Genes Dev. 2003 Jun 1;17(11):1352-65. doi: 10.1101/gad.1089403.
To elucidate the functions of the serine/threonine kinase Akt/PKB in vivo, we generated mice lacking both akt1 and akt2 genes. Akt1/Akt2 double-knockout (DKO) mice exhibit severe growth deficiency and die shortly after birth. These mice display impaired skin development because of a proliferation defect, severe skeletal muscle atrophy because of a marked decrease in individual muscle cell size, and impaired bone development. These defects are strikingly similar to the phenotypes of IGF-1 receptor-deficient mice and suggest that Akt may serve as the most critical downstream effector of the IGF-1 receptor during development. In addition, Akt1/Akt2 DKO mice display impeded adipogenesis. Specifically, Akt1 and Akt2 are required for the induced expression of PPARgamma, the master regulator of adipogenesis, establishing a new essential role for Akt in adipocyte differentiation. Overall, the combined deletion of Akt1 and Akt2 establishes in vivo roles for Akt in cell proliferation, growth, and differentiation. These functions of Akt were uncovered despite the observed lower level of Akt activity mediated by Akt3 in Akt1/Akt2 DKO cells, suggesting that a critical threshold level of Akt activity is required to maintain normal cell proliferation, growth, and differentiation.

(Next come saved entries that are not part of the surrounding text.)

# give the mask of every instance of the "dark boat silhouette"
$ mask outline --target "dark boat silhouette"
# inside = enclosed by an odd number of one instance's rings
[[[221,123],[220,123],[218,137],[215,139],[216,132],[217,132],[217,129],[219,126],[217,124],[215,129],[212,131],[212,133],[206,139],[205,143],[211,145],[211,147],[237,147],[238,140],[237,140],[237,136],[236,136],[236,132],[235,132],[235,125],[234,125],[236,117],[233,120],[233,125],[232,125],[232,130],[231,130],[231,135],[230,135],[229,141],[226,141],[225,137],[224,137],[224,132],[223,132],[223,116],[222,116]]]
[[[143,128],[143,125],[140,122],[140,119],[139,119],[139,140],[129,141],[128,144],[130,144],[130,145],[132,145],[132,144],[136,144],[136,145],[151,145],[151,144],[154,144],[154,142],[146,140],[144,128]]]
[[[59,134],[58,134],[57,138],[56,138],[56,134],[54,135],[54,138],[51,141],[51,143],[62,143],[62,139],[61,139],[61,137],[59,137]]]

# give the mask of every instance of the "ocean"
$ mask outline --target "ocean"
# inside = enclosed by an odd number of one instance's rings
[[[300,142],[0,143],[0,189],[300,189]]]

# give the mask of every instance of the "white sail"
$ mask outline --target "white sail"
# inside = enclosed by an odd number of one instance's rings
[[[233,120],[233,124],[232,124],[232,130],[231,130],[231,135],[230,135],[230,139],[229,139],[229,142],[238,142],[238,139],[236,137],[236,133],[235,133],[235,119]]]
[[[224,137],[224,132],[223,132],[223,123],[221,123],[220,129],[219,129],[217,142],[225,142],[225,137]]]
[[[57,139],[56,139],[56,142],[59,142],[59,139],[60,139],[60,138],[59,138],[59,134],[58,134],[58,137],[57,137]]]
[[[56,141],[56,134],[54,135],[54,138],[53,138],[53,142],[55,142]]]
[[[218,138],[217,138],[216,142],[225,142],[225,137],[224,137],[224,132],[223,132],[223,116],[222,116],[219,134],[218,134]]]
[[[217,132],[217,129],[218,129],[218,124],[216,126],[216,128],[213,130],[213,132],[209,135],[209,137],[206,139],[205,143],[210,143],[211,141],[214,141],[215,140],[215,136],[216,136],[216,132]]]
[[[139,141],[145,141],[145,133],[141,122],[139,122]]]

为了阐明丝氨酸/苏氨酸激酶Akt/PKB在体内的功能,我们培育出了同时缺失akt1和akt2基因的小鼠。Akt1/Akt2双敲除(DKO)小鼠表现出严重的生长缺陷,并在出生后不久死亡。这些小鼠由于增殖缺陷而出现皮肤发育受损,由于单个肌细胞大小显著减小而出现严重的骨骼肌萎缩,以及骨骼发育受损。这些缺陷与IGF-1受体缺陷小鼠的表型惊人地相似,这表明Akt可能是发育过程中IGF-1受体最关键的下游效应器。此外,Akt1/Akt2 DKO小鼠表现出脂肪生成受阻。具体而言,Akt1和Akt2是脂肪生成的主要调节因子PPARγ诱导表达所必需的,这确立了Akt在脂肪细胞分化中的新的重要作用。总体而言,Akt1和Akt2的联合缺失确立了Akt在细胞增殖、生长和分化中的体内作用。尽管在Akt1/Akt2 DKO细胞中观察到由Akt3介导的Akt活性水平较低,但Akt的这些功能仍被发现,这表明维持正常细胞增殖、生长和分化需要Akt活性的关键阈值水平。